Twelve kākāriki or yellow-crowned parakeet released into the Abel Tasman National Park today are the first captive raised kākāriki to ever be released onto the New Zealand mainland.
It is also the first bird release undertaken as part of privately funded Project Janszoon and the Department of Conservation’s 30-year partnership to restore the ecology of the Abel Tasman National Park.
Releasing the kākāriki has only been possible because of extensive predator control undertaken by Project Janszoon that should provide safe habitat for the native birds in the upper reaches of the park. Project Janszoon Director Devon McLean says it is a very special day for the Trust.
“Two and a half years into the project we have reached a milestone where we now feel that the high altitude part of the park is safe to start bringing native birds back. We believe the extensive stoat trapping network we have installed has suppressed predators to the point where these kākāriki should flourish,” he says.
The twelve young kākāriki were bred at Lochmara Resort in Queen Charlotte Sound from wild adult birds caught by Project Janszoon on Long Island in the Marlborough Sounds. They were transferred to an aviary in the Abel Tasman National Park two weeks ago in order to adjust to their new environment.
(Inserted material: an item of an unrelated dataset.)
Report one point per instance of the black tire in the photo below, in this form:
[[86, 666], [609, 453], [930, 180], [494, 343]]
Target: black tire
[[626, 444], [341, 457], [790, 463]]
Project Janszoon native parrot specialist Rosemary Vander Lee says when the birds are released from the aviary today it is hoped they will pair with the park’s few surviving kākāriki and breed prolifically now that predators are being controlled.
“This release is perfectly timed while there is still a small relict population of kākāriki surviving in the high country and coinciding with the rollout of comprehensive and on-going pest control. Furthermore these young will be released at a time when there is a massive seeding of beech in the park and they will have a surfeit of food to tide them over winter,” she says.
DOC’s Motueka Conservation Services Manager Mark Townsend says the release celebrates the turning of the tide for native species in the Abel Tasman.
“Many bird species like mohua (yellowhead) have been lost to relentless predation over the years in the AbelTasman, while some are just hanging in there like kākā. With the phenomenal investment in predator control by Project Janszoon and the considerable volunteer support of the Abel Tasman Birdsong Trust this pressure is beginning to ease. I feel privileged to witness this bird release,” he says.
Over 15,000 hectares or 70% of the Abel Tasman National Park now has a stoat trapping network. In the event of a beech mast where abundant feed would see stoat and rat numbers surge, the trapping network will be complemented by the use of aerial 1080 pest control.
After the release it will be necessary to keep an outside feeder operating by the aviary for as long as it is used by the birds. This initial cohort of 12 birds should be followed by many more in future years with Lochmara Resort, EcoWorld Aquarium and Tui Nature Reserve all raising kākāriki on behalf of Project Janszoon for eventual release into the park.